Nie/prawda, że
Obalamy mity swiata (o Fukushimie, presji pacjentów i mikroplastiku)
/ co za dużo to niezdrowo
Rozrzutność w ochronie zdrowia zaczyna się od ulegania presji pacjentów.
Nie od dziś wiadomo, że dziecko to pacjent wyjątkowy: gdy nie potrafi mówić, trzeba się domyśleć, co mu dolega; a kiedy już wie, jak wyartykułować swoje potrzeby, to w jego imieniu wypowiadają się rodzice. I zazwyczaj żądają od lekarzy, by ich pociechę wyleczyć szybko, bez oglądania się na koszty, a często i sens podejmowanej interwencji. Polscy pediatrzy nie są jedynymi, którzy z trudem radzą sobie z taką presją rodziców, co pokazują wyniki obszernych badań przeprowadzonych przez naukowców z University of Michigan. Po skontrolowaniu kuracji 8,6 mln dzieci z 12 stanów USA co dziewiątemu dziecku ubezpieczonemu przez państwo i co jedenastemu z polisą prywatną zaaplikowano niepotrzebne leczenie. „Tylko po to, by uspokoić sumienie, że coś się zaoferowało lub zadośćuczynić oczekiwaniom” – konkluduje na łamach „Pediatrics” główny autor publikacji dr Kao-Ping Chua. Główne błędy to: leczenie antybiotykami zwykłych infekcji wirusowych, zlecanie tomografii przy ewidentnych zapaleniach zatok, wykonywanie marnej jakości testów oceniających np. poziom witaminy D. Takie niepotrzebne decyzje też mają swoje konsekwencje, bo nadużywanie antybiotyków zwiększa oporność bakterii i ryzyko reakcji alergicznych.

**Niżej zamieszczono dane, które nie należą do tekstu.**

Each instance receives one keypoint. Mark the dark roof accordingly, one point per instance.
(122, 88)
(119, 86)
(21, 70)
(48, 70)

Nie mówiąc o marnotrawstwie środków na opiekę zdrowotną, które zawsze lepiej rozdysponować z większym sensem.
***
/ plastik w powietrzu
Na froncie walki o czyste powietrze w miastach pojawił się kolejny przeciwnik – mikroplastik.
Mikrocząstki tworzyw sztucznych są obecne wszędzie – można wywnioskować z kolejnych doniesień naukowych. Ostatnio naukowcy zainteresowali się ich obecnością w powietrzu i oczywiście znaleźli mikroplastik w Paryżu, chińskim Dongguan, a także w polskim Krakowie.